Note that whenever a set of expressions is evaluated left to right, such as those in a function expression, if those expressions occupy more than one line then the lines are evaluated from top to bottom.
Spaces¶
Any number of spaces are usually permitted between tokens in expressions, and usually the spaces are not required. The exceptions are:
- No spaces are permitted between the symbols
'
and:
when denoting the iterator':
\
and:
when denoting the iterator\:
/
and:
when denoting the iterator/:
- a digit and
:
when denoting a function such as0:
:
and:
for assignments of the formname :: value
- No spaces are permitted between an iterator glyph and the value or iterator symbol to its left.

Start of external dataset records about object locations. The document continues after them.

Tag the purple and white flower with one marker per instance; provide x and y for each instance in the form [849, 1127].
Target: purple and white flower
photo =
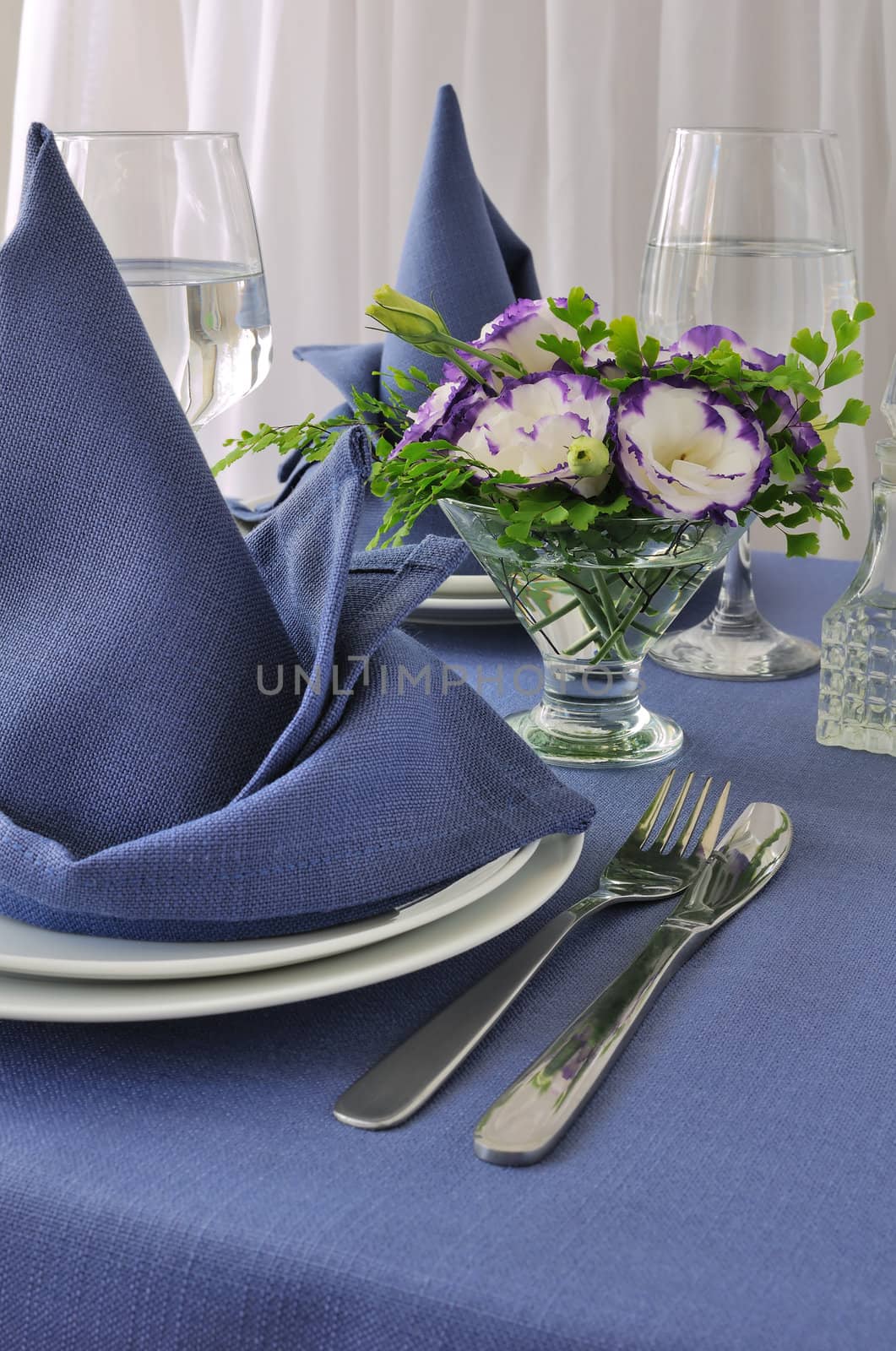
[448, 411]
[684, 450]
[698, 342]
[537, 423]
[518, 328]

- No spaces are permitted between an operator glyph and a colon to its right whose purpose is to denote assignment.
- If a
/
is meant to denote the left end of a comment then it must be preceded by a blank (or newline); otherwise it will be taken to be part of an iterator. - Both the underscore character (
_
) and dot character (.
) denote operators and can also be part of a name. The default choice is part of a name. A space is therefore required between an underscore or dot and a name to its left or right when denoting a function. - At least one space is required between neighboring numeric constants in vector notation.
- A minus sign (
-
) denotes both an operator and part of the format of negative constants. A minus sign is part of a negative constant if it is next to a positive constant and there are no spaces between, except that a minus sign is always considered to be the function if the token to the left is a name, a constant, a right parenthesis or a right bracket, and there is no space between that token and the minus sign. The following examples illustrate the various cases:
x-1 / x minus 1
x -1 / x applied to -1
3.5-1 / 3.5 minus 1
3.5 -1 / numeric list with two elements
x[1]-1 / x[1] minus 1
(a+b)- 1 / (a+b) minus 1
Comments¶
Line, trailing, and multiline comments are ignored by the interpreter.
/
will comment out the rest of the line.
q)/Oh what a lovely day
q)2+2 /I know this one
4
unless embedded within a string or preceded by a system command.
q)count"2/3"
3
q)\l /data/files
Sections of script can be commented out with matching singleton /
and \
.
/
Oh what a beautiful morning
Oh what a wonderful day
\
When not terminating a multi-line comment, a singleton \
will exit the script.
a:42
\
ignore this and what follows
the restroom at the end of the universe
Special constructs¶
Back-slash, colon and single-quote (/ \ : '
) all have special meanings outside ordinary expressions, denoting system commands and debugging controls.